Варя с сыном переглянулись: кого принесло?
— За Мурлыкой, поди, — прошептал мальчик. Хвать рысуху на руки и прижимать к груди — не отдам.
"Да не дави ты!" — зашипела на него рысь. Вырвалась и на стол прыгнула, на двери входные косясь — хозяином пахнет. Хорошо, что сам пришел. Как раз к завтраку. Поспело у Варвары — запах идет, хоть его ешь.
Женщина дверь открыла и замерла. Федор на нее смотрит, слова ищет, Варя на него — с испугом справляясь.
— Привет, что ли? — буркнул, наконец, мужчина, в комнату протиснулся. — Тут это…
И увидел Непоседу. Та на столе сидела, жмурилась под рукой Василия, что гладил ее, чуть собой загораживая. А глазенки у мальца огромные — винтарь узрел, дурное почуял.
Мужчине неловко стало, затоптался, куда деться не зная. Надумал уже, Михеичу благодаря, вагон и маленькую тележку всякой ерунды.
Варя оправилась от испуга, бросила:
— Чего встал-то в дверях? Проходи, коль пришел.
— Да я… за ней, — на Непоседу рукой махнул.
— С оружием? — прищурилась. — Ох и смелы вы, мужики, на котенка с винтарями-то идти.
— Да… мне сказали. Переполошила она всех… вас вот… порвать могла…
— Еще чего?
— Она не злая, она хорошая. Если вам не нужна, нам оставьте, дядя Федя. Не трогайте ее, она же маленькая, глупенькая.

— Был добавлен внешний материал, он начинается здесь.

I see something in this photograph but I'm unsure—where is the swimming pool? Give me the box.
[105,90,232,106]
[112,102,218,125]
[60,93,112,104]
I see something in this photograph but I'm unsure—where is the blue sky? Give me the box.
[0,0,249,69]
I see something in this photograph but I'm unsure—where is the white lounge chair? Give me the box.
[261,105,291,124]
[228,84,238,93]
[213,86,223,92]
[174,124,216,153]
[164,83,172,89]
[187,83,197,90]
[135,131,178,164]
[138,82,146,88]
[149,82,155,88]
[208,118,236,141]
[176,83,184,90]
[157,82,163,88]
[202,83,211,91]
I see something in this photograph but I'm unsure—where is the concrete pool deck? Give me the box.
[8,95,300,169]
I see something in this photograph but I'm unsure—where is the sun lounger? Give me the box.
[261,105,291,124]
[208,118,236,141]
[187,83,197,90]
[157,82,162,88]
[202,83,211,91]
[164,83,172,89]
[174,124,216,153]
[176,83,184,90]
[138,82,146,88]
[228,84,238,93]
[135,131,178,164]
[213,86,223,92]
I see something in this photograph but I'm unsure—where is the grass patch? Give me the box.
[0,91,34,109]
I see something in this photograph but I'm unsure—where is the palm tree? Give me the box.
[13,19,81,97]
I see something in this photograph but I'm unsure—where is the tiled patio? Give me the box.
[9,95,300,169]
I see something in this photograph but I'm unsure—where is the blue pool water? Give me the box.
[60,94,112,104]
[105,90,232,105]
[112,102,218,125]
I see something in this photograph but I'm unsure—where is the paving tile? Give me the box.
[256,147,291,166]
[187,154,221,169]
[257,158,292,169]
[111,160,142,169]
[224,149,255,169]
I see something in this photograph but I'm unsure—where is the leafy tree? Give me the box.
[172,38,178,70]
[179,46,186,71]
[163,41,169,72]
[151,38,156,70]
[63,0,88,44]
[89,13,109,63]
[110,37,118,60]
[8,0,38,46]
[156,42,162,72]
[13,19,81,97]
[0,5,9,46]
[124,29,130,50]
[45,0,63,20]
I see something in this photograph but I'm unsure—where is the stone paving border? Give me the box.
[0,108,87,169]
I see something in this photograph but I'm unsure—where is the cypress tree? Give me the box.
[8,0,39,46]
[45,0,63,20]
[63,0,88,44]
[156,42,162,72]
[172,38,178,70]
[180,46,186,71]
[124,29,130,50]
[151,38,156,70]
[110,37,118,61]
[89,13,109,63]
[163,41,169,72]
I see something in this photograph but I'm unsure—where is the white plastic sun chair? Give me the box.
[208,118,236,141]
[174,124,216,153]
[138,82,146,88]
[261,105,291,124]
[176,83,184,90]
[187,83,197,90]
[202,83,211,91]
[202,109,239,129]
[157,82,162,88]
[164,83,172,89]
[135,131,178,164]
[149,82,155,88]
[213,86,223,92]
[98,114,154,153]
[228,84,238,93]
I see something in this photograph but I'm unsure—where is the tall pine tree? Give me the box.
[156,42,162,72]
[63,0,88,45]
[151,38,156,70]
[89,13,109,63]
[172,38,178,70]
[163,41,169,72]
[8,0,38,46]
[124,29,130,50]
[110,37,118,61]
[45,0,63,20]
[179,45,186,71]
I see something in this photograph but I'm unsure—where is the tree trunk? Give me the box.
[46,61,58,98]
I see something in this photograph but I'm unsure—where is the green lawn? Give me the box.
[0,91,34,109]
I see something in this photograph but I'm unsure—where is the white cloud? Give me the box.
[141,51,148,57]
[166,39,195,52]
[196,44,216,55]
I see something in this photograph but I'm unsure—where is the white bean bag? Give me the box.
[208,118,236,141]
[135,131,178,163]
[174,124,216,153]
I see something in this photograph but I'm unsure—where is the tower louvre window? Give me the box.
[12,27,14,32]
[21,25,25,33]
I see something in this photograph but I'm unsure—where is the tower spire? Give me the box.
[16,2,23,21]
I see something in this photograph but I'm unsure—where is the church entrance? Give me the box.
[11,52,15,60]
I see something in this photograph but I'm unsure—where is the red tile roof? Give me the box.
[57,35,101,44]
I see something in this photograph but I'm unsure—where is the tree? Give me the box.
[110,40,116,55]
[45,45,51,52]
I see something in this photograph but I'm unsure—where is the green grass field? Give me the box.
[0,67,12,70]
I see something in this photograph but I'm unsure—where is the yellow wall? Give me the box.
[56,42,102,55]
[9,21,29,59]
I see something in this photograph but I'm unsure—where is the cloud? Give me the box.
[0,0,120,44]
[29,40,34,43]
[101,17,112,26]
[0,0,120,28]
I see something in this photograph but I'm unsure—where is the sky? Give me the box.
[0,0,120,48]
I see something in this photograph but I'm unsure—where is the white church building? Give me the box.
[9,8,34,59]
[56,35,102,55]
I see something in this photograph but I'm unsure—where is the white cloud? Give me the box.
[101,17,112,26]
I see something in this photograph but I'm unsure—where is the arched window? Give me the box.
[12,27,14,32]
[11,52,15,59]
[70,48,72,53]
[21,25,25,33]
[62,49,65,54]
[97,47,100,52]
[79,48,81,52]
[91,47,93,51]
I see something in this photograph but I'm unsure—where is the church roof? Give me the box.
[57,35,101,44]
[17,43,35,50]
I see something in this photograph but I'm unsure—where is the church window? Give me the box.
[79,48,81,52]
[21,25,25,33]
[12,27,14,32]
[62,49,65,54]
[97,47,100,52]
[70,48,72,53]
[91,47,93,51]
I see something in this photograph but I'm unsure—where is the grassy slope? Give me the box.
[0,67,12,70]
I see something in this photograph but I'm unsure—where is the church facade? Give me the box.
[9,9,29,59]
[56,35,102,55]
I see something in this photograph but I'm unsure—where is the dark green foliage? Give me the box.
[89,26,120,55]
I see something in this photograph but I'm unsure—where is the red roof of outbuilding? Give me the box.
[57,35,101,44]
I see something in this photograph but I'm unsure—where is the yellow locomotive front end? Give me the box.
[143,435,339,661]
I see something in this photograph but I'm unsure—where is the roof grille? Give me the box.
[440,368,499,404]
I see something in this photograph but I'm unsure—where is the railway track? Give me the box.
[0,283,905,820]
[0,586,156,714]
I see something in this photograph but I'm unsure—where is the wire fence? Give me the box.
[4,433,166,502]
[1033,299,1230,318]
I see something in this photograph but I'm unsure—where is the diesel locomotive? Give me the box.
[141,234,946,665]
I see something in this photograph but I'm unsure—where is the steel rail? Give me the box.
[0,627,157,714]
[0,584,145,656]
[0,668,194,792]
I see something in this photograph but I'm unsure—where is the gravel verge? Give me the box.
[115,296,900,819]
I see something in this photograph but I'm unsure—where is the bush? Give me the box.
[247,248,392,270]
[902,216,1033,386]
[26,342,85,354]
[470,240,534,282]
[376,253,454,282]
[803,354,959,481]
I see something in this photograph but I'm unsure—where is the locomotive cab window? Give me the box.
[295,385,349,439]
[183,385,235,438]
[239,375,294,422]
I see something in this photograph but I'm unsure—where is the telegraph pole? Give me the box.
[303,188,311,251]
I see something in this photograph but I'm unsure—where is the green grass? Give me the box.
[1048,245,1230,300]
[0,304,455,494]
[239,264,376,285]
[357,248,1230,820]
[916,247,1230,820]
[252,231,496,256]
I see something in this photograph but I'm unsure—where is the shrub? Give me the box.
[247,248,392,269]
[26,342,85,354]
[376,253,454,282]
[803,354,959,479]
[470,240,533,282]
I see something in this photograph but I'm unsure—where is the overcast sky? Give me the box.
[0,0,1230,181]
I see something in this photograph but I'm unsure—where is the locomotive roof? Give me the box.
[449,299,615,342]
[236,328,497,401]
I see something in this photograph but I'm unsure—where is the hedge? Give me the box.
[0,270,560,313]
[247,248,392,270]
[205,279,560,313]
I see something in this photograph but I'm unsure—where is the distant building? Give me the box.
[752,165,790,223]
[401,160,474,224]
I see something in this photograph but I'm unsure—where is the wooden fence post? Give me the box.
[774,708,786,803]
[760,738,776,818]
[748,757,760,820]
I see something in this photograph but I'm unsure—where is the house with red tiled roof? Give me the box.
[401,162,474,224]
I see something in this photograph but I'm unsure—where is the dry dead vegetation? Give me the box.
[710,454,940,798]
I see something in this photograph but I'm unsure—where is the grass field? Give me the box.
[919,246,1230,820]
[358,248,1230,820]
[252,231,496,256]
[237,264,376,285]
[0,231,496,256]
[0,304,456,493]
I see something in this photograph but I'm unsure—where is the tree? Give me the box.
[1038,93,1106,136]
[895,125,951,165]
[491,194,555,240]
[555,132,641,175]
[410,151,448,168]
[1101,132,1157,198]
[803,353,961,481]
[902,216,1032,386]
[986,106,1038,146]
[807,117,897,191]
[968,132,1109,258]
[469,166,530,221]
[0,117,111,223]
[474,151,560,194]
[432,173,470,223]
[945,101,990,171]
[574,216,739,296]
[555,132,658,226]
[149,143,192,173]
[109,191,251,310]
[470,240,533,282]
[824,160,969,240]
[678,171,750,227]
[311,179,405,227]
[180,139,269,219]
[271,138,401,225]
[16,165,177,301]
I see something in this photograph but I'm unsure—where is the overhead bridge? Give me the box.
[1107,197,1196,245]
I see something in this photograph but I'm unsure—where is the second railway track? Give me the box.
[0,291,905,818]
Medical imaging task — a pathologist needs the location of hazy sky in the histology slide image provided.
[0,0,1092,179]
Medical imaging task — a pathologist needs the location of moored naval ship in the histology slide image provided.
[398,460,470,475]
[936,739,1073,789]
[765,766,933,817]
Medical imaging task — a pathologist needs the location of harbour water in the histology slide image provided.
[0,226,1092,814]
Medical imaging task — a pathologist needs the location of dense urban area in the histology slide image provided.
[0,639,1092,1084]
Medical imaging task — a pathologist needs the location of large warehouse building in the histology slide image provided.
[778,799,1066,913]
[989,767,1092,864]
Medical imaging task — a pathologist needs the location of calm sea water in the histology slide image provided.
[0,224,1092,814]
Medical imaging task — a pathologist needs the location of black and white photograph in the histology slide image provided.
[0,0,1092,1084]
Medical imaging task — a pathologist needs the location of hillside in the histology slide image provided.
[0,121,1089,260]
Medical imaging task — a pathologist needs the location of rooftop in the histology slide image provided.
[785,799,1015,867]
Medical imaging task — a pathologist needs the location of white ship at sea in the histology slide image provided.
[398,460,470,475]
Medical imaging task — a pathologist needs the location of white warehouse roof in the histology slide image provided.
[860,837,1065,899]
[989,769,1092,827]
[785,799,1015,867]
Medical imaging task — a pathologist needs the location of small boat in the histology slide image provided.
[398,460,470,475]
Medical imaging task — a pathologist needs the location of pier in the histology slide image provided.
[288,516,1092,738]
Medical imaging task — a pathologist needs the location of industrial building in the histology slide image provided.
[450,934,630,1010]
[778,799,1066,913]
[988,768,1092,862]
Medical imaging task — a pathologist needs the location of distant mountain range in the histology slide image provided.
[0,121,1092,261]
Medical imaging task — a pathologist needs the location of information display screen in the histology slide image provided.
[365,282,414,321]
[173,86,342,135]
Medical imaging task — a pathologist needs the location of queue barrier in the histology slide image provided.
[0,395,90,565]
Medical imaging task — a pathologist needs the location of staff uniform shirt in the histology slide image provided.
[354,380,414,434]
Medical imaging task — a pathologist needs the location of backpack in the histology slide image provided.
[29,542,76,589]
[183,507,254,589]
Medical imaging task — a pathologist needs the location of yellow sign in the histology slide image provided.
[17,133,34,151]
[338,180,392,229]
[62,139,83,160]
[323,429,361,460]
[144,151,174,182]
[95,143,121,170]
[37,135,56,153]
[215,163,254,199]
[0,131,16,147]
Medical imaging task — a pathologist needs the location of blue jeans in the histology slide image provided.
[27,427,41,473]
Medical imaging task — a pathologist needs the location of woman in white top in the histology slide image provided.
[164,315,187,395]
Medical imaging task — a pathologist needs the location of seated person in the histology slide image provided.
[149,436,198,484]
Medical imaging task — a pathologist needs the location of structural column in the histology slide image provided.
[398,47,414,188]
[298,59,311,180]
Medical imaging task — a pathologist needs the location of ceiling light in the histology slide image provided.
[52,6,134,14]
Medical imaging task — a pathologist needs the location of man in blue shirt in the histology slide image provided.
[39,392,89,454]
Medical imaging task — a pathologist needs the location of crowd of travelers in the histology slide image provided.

Такая я, такая, — замурлыкала рысь, щурясь от удовольствия. Глаза сквозь щелочки на взрослых поглядывают, примечают сумятицу. Ай, неспроста, ай, есть что-то. Не иначе Варя-то по нраву Феде. Ага, ага.
— Да я… ничего, — замялся, не зная, куда ружье девать и самому деться. — Давай ее да пойду. Извините, ежели чего.
Варя его взглядом смерила, губы поджала: помятый, небритый, перегаром несет. Как от такого кошке не сбежать?
— Оставь ее у нас. Хочешь, заплачу.
— Чего это? — глаза распахнул: чего удумала?
— А то. На себя глянь — ужас. Какой там кошке — тараканы сбегут.
— Обидеть хочешь? А тебе какое дело? Что тебе до меня?!…
— Полай еще! Ты чего сюда пришел?
— Я за ней! — на кошку махнул рукой. Та развалилась на столе, мурчит, хитро на парочку поглядывая, и будто ухмыляется. Вася приметил ее взгляд и почуял что-то, притих, ее обнимая. Интересно стало — что к чему.
— Ну вот и иди! А рысь не отдам! Сам доходный и она у тебя такая. Оба дикие!
— Ты чего, Варвара, белены что ли объелась? Чего это ты меня оскорблять вздумала?! Моя рысь! Моя жизнь!
— Ай, жизнь нашел — ковылем у дороги расти, — отмахнулась.
Федора перевернуло:
— Много ты знаешь! — вылетел из избы, дверью хлопнув. Постоял на морозе, охладился и опять в дом. — Непоседу отдай и расходимся.
— Так не сходились еще, — рассмеялась Варя, на стол кашу ставя. У Федора в животе заурчало — давно каши пшенной, наваристой не ел. Сам варил, да не то получалось — комья да безвкусица. А тут что запах, что вид — язык откусить можно.